La casa de la Avenida Lucas Obes II

El portón estaba abierto. El sereno comenzaba a ordenar sus petates para irse a su casa. Cuando llegaran los obreros para la demolición, terminaría su jornada.
El arquitecto mayor entró y le preguntó si había llegado alguien.
—No, arquitecto, no llegó nadie de la empresa pero, hace unos minutos, vino una señora que me dijo que había vivido en la casa. Debe estar por alguna sala allí en la planta baja.
Manuel se dirigió a la salita donde seguramente estaría Esther.
—Buen día, Esther, llegaste temprano a controlar a estos albañiles, haces bien, son todos algo atropellados. ¿Ya pensaste qué querías salvar de la demolición?
— Te parecerá mentira pero me quedé atrapada mirando estas viejas maderas, no sé… me traen tantos recuerdos
—Quizás…sería mejor olvidar. Aún es temprano y ya hace calor ¿vamos a la glorieta a charlar un poco antes de que vengan los obreros?
Se dirigieron al jardín del fondo de la enorme casa, sorteando baldosas levantadas y raíces de árboles que habían usurpado los caminos. Un enorme pino había caído, Dios sabe cuándo, destruyendo la hermosa escultura en mármol de la fuente.
La glorieta se conservaba razonablemente sana y, en especial, un banco de madera verde que había sobrevivido bastante bien el paso del tiempo. Ninguno lo dijo pero ambos pensaron que el banco los estaba esperando desde aquellos años. Entre sonrisas, se apretujaron para acomodarse en él.
—Cuando veníamos acá este banco no era tan chico— dijo Manuel bromeando para distenderse un poco.
—Ni nosotros tan grandes—le contestó Esther sonriendo y, levantando la cabeza, se recogió un poco el cabello. El gesto conocido provocó un pantallazo de recuerdos a Manuel quien pasó un brazo por los hombros de ella y, por primera vez desde el reencuentro, la miró directamente a los ojos.
— ¿Vos crees que se puede volver a tener 20 años, Esther?
—Si se puede no sé… pero… que uno se puede sentir más joven, eso sí. Desde que te vi en la reunión me siento distinta… no sabría cómo explicarlo. Estoy confundida… como una quinceañera y comencé a sentir cosas que hace años no sentía.
— ¿Será que esta vieja casa, que nos hizo tanto mal, nos quiere dar otra oportunidad? Una vez un viejo constructor me dijo muy serio que las casas tienen duendes que se divierten haciéndole maldades a los que viven en ellas y que, cuando las casas perciben que van a ser demolidas, se ponen como locos.
—Bueno… tal vez… el duende de mi casa tenga remordimientos de lo que nos hizo y nos reunió de nuevo para hacer su buena acción antes de que la casa termine en pedazos.
Esther colocó la palma de su mano en la mejilla de Manuel y sus frentes se tocaron.
Manuel besó a Esther con temor, como pidiendo permiso, pero el contacto con los labios húmedos de ella, a la que tanto quiso, lo embriagaron con sentimientos que creía olvidados para siempre.
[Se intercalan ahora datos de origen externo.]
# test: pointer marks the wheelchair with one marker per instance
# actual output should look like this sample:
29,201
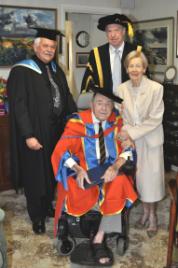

Tal vez fue la emoción… tal vez su imaginación… tal vez ese perfume…. ese olor, su olor, el mismo que lo atrapó hacia tantos años.
Esther no pudo hablar y se acurrucó contra su cuerpo como una niña que pide abrigo y protección. El calor de ambos cuerpos combinados formó una burbuja, volvieron a tener veinte años. Ese renacido e inocente amor se contagió por el viejo jardín, ahora, condenado a desaparecer para siempre.
Evitaron la llegada de los obreros. Saliendo por la Avenida hacia el Prado caminaron las pocas cuadras tomados de la mano como lo habían hecho tantas veces.
El encanto del Rosedal acentuó aún más esas adormecidas emociones que ahora se atropellaban resurgiendo todas juntas. Caminaron bajo los arcos de la vieja pérgola y se instalaron en un banco a repasar recuerdos. Tomados de la mano, se miraron, se besaron y se deleitaron de estar juntos nuevamente.
El viejo jardinero, que recorría los rosales haciendo un retoque acá y sacando una rama seca allá, los vio, sonrió y pensó: “¡Mira los veteranos enamorados!”. Lo que el buen hombre no sabía era que Manuel besaba a una temblorosa y virginal rubiecita que no llegaba a sus dieciocho años y Esther besaba a un flacucho y tímido estudiante de arquitectura.